Malta's elderly care industry operates under persistent labor strain. The sector employs a significant proportion of migrant workers, many on fixed-term contracts with limited job security. Unionization rates remain low compared to public sector employment, leaving care workers with less leverage to challenge scheduling practices, workload demands, or wage stagnation.

The Casa Paola dispute highlights structural tensions: private operators face cost pressures in a regulated market, while frontline staff manage physically and emotionally demanding work with minimal institutional support. Collective agreements in the sector remain rare, meaning individual employment contracts dictate terms without the negotiated protections common in other industries.

If Solidarjetà secures a collective agreement at Casa Paola, it would establish a template for other facilities—covering shift scheduling, overtime thresholds, workload caps, and grievance procedures. Such agreements typically include provisions preventing arbitrary dismissals and requiring just-cause standards for contract non-renewals, directly addressing the retaliation concerns raised in this dispute.

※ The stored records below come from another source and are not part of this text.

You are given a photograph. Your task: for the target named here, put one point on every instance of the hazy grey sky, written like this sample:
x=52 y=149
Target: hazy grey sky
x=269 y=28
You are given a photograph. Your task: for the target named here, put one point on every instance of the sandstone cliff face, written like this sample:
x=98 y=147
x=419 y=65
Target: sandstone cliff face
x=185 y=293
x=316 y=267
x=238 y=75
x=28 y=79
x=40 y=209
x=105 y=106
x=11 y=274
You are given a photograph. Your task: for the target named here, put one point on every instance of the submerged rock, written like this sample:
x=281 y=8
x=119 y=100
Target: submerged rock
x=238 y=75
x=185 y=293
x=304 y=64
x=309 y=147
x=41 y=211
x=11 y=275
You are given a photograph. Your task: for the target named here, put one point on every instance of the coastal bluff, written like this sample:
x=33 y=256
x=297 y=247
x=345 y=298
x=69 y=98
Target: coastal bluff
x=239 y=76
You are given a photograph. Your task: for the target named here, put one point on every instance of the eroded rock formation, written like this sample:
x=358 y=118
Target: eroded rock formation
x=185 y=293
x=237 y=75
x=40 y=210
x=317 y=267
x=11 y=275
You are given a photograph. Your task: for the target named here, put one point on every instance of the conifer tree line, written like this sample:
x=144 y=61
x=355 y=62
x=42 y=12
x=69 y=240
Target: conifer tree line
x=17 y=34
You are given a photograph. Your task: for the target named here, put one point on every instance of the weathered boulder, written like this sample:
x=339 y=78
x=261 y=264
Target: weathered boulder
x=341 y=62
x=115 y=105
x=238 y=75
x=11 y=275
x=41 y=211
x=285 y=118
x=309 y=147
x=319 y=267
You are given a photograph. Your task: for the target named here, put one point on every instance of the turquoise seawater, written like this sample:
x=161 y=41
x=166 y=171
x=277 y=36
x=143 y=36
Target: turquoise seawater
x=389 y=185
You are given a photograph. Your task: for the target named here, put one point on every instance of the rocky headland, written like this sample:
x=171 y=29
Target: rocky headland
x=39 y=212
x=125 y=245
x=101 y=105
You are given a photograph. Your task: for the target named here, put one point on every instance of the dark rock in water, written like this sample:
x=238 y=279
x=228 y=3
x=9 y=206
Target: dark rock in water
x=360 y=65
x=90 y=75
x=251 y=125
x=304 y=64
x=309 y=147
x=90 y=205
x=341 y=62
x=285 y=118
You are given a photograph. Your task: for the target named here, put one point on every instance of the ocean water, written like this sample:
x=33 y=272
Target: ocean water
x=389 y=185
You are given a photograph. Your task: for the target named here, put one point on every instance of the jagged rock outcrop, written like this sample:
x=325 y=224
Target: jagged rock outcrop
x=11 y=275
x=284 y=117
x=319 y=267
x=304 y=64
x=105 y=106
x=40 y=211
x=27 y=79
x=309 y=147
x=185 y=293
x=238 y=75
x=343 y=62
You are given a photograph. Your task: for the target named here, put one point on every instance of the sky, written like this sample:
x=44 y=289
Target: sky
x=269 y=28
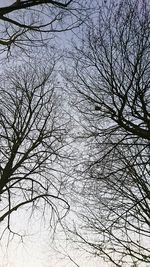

The outcome will also test Malta's industrial relations enforcement mechanisms. Union organizers are closely watching whether the Industrial Tribunal intervenes decisively to compel negotiations or whether management can effectively delay bargaining through procedural resistance. The speed and clarity of tribunal action will signal how seriously Malta's regulatory framework treats collective bargaining rights in practice, not just in statute.

What Happens Next

Solidarjetà has not set a fixed date for a full strike but retains member authorization to escalate if management continues to refuse negotiations. The current work-to-rule phase functions as both a pressure tactic and a demonstration of worker solidarity without completely disrupting resident care.

Management faces a choice: engage in mandated collective bargaining and risk setting precedents for other facilities, or maintain its current stance and invite tribunal intervention that could impose harsher terms and public reputational damage. For workers, the coming weeks will determine whether their three-week-old union certification translates into genuine bargaining power or remains a symbolic victory without practical effect.

Residents and families at Casa Paola find themselves caught in a labor dispute that reflects deeper questions about how Malta values care work, whether private operators can avoid negotiated labor standards, and what enforcement mechanisms exist when employers resist legally recognized unions. The answers will shape not just conditions at one Gozo care home but the trajectory of labor relations across Malta's growing elderly care industry.